On 2 Sep 98 at 21:53, Christopher Lindsey wrote:
So, one potential feature for the future might be an option to use
reproducible filenames for messges. Like naming the file after the MD5
checksum of a message, or the message ID, or something else that is
statistically likely to be unique.
I agree with you 100%, and in fact there was a thread about this very
same topic about a month ago on this list. Because there are so many
broken (read that as non-RFC compliant) MUAs out there, it's difficult
to guarantee that unique Message-Ids will be available in each message.

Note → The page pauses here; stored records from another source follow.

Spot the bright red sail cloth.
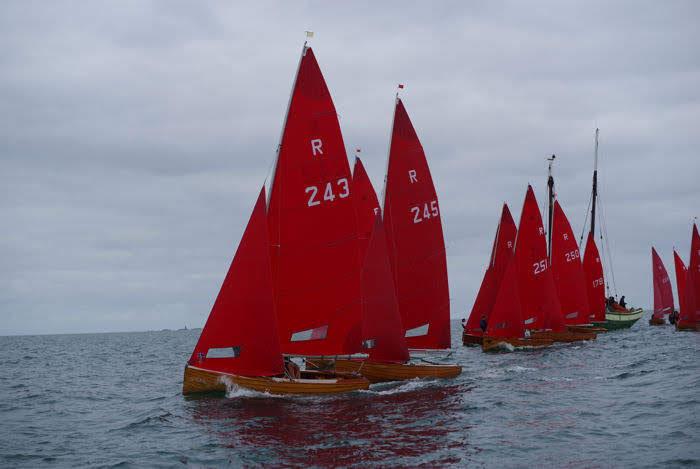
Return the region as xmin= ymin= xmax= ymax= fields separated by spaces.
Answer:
xmin=491 ymin=203 xmax=518 ymax=282
xmin=268 ymin=48 xmax=360 ymax=355
xmin=352 ymin=158 xmax=380 ymax=260
xmin=383 ymin=99 xmax=450 ymax=349
xmin=188 ymin=188 xmax=283 ymax=376
xmin=467 ymin=204 xmax=518 ymax=335
xmin=362 ymin=215 xmax=409 ymax=363
xmin=651 ymin=247 xmax=673 ymax=319
xmin=583 ymin=232 xmax=605 ymax=322
xmin=486 ymin=256 xmax=525 ymax=338
xmin=678 ymin=225 xmax=700 ymax=327
xmin=552 ymin=201 xmax=591 ymax=325
xmin=673 ymin=249 xmax=688 ymax=312
xmin=515 ymin=185 xmax=565 ymax=332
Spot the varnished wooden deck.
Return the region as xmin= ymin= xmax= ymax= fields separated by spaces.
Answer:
xmin=182 ymin=366 xmax=369 ymax=394
xmin=481 ymin=336 xmax=554 ymax=352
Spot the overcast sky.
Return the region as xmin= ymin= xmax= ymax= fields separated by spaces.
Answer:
xmin=0 ymin=0 xmax=700 ymax=335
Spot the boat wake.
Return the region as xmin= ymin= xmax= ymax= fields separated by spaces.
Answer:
xmin=360 ymin=378 xmax=435 ymax=396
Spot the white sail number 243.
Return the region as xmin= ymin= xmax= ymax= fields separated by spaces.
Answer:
xmin=411 ymin=200 xmax=440 ymax=223
xmin=304 ymin=178 xmax=350 ymax=207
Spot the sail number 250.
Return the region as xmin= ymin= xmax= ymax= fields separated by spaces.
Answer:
xmin=304 ymin=178 xmax=350 ymax=207
xmin=411 ymin=200 xmax=440 ymax=223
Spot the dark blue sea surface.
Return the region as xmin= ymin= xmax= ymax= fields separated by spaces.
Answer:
xmin=0 ymin=314 xmax=700 ymax=468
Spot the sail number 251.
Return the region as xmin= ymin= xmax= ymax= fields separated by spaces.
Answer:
xmin=304 ymin=178 xmax=350 ymax=207
xmin=411 ymin=200 xmax=440 ymax=223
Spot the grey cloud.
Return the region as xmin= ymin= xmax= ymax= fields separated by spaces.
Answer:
xmin=0 ymin=1 xmax=700 ymax=334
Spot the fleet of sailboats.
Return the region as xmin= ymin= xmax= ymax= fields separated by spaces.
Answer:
xmin=183 ymin=43 xmax=700 ymax=394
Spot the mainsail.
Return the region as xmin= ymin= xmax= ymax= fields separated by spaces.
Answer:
xmin=583 ymin=231 xmax=606 ymax=322
xmin=383 ymin=98 xmax=450 ymax=349
xmin=352 ymin=158 xmax=383 ymax=260
xmin=678 ymin=224 xmax=700 ymax=328
xmin=486 ymin=256 xmax=525 ymax=338
xmin=651 ymin=247 xmax=673 ymax=320
xmin=268 ymin=46 xmax=360 ymax=355
xmin=466 ymin=203 xmax=518 ymax=335
xmin=551 ymin=201 xmax=590 ymax=325
xmin=673 ymin=249 xmax=688 ymax=312
xmin=188 ymin=188 xmax=283 ymax=376
xmin=515 ymin=185 xmax=565 ymax=332
xmin=362 ymin=214 xmax=409 ymax=363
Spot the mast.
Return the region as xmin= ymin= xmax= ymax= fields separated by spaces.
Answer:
xmin=591 ymin=127 xmax=600 ymax=236
xmin=547 ymin=155 xmax=557 ymax=261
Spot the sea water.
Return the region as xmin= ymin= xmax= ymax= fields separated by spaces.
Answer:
xmin=0 ymin=313 xmax=700 ymax=468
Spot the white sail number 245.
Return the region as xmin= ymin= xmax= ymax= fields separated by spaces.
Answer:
xmin=411 ymin=200 xmax=440 ymax=223
xmin=304 ymin=178 xmax=350 ymax=207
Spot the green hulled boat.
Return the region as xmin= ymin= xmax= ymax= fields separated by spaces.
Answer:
xmin=593 ymin=308 xmax=644 ymax=331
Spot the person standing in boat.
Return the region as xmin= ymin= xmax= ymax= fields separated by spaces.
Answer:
xmin=479 ymin=314 xmax=488 ymax=332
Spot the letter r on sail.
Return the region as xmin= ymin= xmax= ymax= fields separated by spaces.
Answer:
xmin=311 ymin=138 xmax=323 ymax=156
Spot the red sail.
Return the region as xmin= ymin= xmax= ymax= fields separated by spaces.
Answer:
xmin=189 ymin=189 xmax=283 ymax=376
xmin=268 ymin=47 xmax=360 ymax=355
xmin=384 ymin=98 xmax=450 ymax=349
xmin=352 ymin=158 xmax=379 ymax=259
xmin=515 ymin=185 xmax=565 ymax=332
xmin=583 ymin=233 xmax=605 ymax=322
xmin=486 ymin=256 xmax=525 ymax=338
xmin=362 ymin=215 xmax=409 ymax=363
xmin=678 ymin=225 xmax=700 ymax=328
xmin=673 ymin=249 xmax=688 ymax=312
xmin=551 ymin=201 xmax=591 ymax=324
xmin=467 ymin=204 xmax=518 ymax=335
xmin=651 ymin=247 xmax=673 ymax=319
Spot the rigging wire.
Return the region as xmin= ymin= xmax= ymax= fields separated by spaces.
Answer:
xmin=578 ymin=192 xmax=595 ymax=251
xmin=598 ymin=190 xmax=618 ymax=297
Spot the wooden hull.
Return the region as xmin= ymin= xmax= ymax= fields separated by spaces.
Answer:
xmin=462 ymin=331 xmax=484 ymax=346
xmin=676 ymin=321 xmax=700 ymax=331
xmin=566 ymin=324 xmax=608 ymax=334
xmin=320 ymin=360 xmax=462 ymax=383
xmin=481 ymin=336 xmax=554 ymax=352
xmin=182 ymin=365 xmax=369 ymax=394
xmin=593 ymin=308 xmax=644 ymax=331
xmin=530 ymin=331 xmax=596 ymax=342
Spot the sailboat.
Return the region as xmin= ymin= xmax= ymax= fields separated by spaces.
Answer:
xmin=472 ymin=202 xmax=553 ymax=352
xmin=676 ymin=224 xmax=700 ymax=331
xmin=182 ymin=187 xmax=369 ymax=394
xmin=669 ymin=248 xmax=688 ymax=325
xmin=268 ymin=44 xmax=372 ymax=359
xmin=383 ymin=94 xmax=450 ymax=353
xmin=649 ymin=246 xmax=673 ymax=326
xmin=583 ymin=129 xmax=643 ymax=330
xmin=515 ymin=185 xmax=596 ymax=342
xmin=547 ymin=155 xmax=605 ymax=333
xmin=335 ymin=214 xmax=462 ymax=383
xmin=462 ymin=203 xmax=518 ymax=345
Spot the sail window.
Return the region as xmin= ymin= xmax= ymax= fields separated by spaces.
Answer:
xmin=207 ymin=345 xmax=241 ymax=358
xmin=404 ymin=323 xmax=430 ymax=337
xmin=291 ymin=326 xmax=328 ymax=342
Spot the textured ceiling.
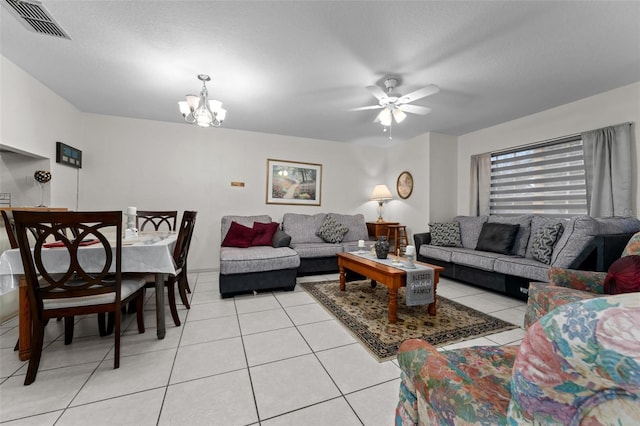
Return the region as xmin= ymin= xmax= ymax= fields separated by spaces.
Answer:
xmin=0 ymin=0 xmax=640 ymax=144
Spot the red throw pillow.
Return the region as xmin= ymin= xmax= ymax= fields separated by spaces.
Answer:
xmin=604 ymin=255 xmax=640 ymax=294
xmin=251 ymin=222 xmax=280 ymax=246
xmin=222 ymin=222 xmax=253 ymax=248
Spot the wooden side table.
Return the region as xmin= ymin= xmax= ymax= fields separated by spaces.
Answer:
xmin=367 ymin=222 xmax=400 ymax=240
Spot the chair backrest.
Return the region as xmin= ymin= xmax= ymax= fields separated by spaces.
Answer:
xmin=136 ymin=210 xmax=178 ymax=231
xmin=14 ymin=211 xmax=122 ymax=315
xmin=2 ymin=210 xmax=18 ymax=248
xmin=173 ymin=211 xmax=198 ymax=268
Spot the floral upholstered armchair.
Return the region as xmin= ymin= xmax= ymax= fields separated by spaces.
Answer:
xmin=524 ymin=232 xmax=640 ymax=328
xmin=396 ymin=293 xmax=640 ymax=426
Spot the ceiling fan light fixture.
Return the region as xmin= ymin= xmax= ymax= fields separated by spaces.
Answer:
xmin=178 ymin=74 xmax=227 ymax=127
xmin=377 ymin=108 xmax=392 ymax=127
xmin=393 ymin=108 xmax=407 ymax=124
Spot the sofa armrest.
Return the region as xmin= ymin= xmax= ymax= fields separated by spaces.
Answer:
xmin=413 ymin=232 xmax=431 ymax=253
xmin=549 ymin=268 xmax=607 ymax=294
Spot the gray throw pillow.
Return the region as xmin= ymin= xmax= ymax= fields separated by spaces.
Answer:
xmin=316 ymin=216 xmax=349 ymax=244
xmin=271 ymin=229 xmax=291 ymax=248
xmin=429 ymin=222 xmax=462 ymax=247
xmin=531 ymin=223 xmax=563 ymax=265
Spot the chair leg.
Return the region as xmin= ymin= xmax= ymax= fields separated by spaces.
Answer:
xmin=178 ymin=275 xmax=191 ymax=309
xmin=98 ymin=313 xmax=108 ymax=337
xmin=167 ymin=278 xmax=180 ymax=327
xmin=136 ymin=289 xmax=144 ymax=333
xmin=109 ymin=309 xmax=122 ymax=370
xmin=64 ymin=317 xmax=74 ymax=345
xmin=107 ymin=310 xmax=115 ymax=334
xmin=24 ymin=320 xmax=46 ymax=386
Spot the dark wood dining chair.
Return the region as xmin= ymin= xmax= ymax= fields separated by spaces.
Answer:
xmin=165 ymin=211 xmax=198 ymax=326
xmin=13 ymin=211 xmax=144 ymax=385
xmin=136 ymin=210 xmax=178 ymax=231
xmin=136 ymin=210 xmax=191 ymax=296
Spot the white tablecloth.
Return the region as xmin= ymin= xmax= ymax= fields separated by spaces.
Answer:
xmin=0 ymin=234 xmax=177 ymax=295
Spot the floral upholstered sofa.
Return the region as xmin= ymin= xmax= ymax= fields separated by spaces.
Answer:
xmin=524 ymin=232 xmax=640 ymax=328
xmin=396 ymin=293 xmax=640 ymax=426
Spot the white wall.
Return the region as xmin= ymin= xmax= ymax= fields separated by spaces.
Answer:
xmin=380 ymin=132 xmax=457 ymax=241
xmin=0 ymin=56 xmax=84 ymax=209
xmin=80 ymin=114 xmax=385 ymax=269
xmin=457 ymin=82 xmax=640 ymax=216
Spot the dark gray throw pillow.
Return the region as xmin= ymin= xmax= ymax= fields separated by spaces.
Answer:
xmin=429 ymin=222 xmax=462 ymax=247
xmin=476 ymin=222 xmax=520 ymax=254
xmin=271 ymin=229 xmax=291 ymax=248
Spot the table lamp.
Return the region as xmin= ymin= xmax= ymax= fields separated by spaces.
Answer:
xmin=370 ymin=185 xmax=392 ymax=222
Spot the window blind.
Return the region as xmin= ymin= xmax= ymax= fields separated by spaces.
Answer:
xmin=490 ymin=135 xmax=587 ymax=217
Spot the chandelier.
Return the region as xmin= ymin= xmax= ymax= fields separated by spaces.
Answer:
xmin=178 ymin=74 xmax=227 ymax=127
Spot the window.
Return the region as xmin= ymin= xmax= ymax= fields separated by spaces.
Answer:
xmin=490 ymin=135 xmax=587 ymax=217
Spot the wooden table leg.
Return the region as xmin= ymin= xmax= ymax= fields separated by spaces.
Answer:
xmin=427 ymin=278 xmax=438 ymax=317
xmin=389 ymin=288 xmax=398 ymax=324
xmin=156 ymin=274 xmax=168 ymax=339
xmin=18 ymin=275 xmax=31 ymax=361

For this reason I prefer MD5 sums of the message body -- there is
statistically only a 1:18446744073709551616 chance of matching a
false positive. For anyone interested, I've written some sendmail
8.9.1 patches to add md5sums at the sendmail level (based on the work of
Martin Hamilton) and also have a procmail recipe to do the same.
This sounds like a useful issue to tackle. I've been hit by it a few
times, when from other parts of my site, or in in other messages to
the list, I have referred to articles by filename ... only to find
that later, when I have rebuilt the archives to roll out new .rc
files, the filename has changed :(
However, I wonder about the MD5 method. Without knowing anything
about MD5, could it work with 8.3 filenames? I buid my archives on a
DOS box, so am constrained to that format.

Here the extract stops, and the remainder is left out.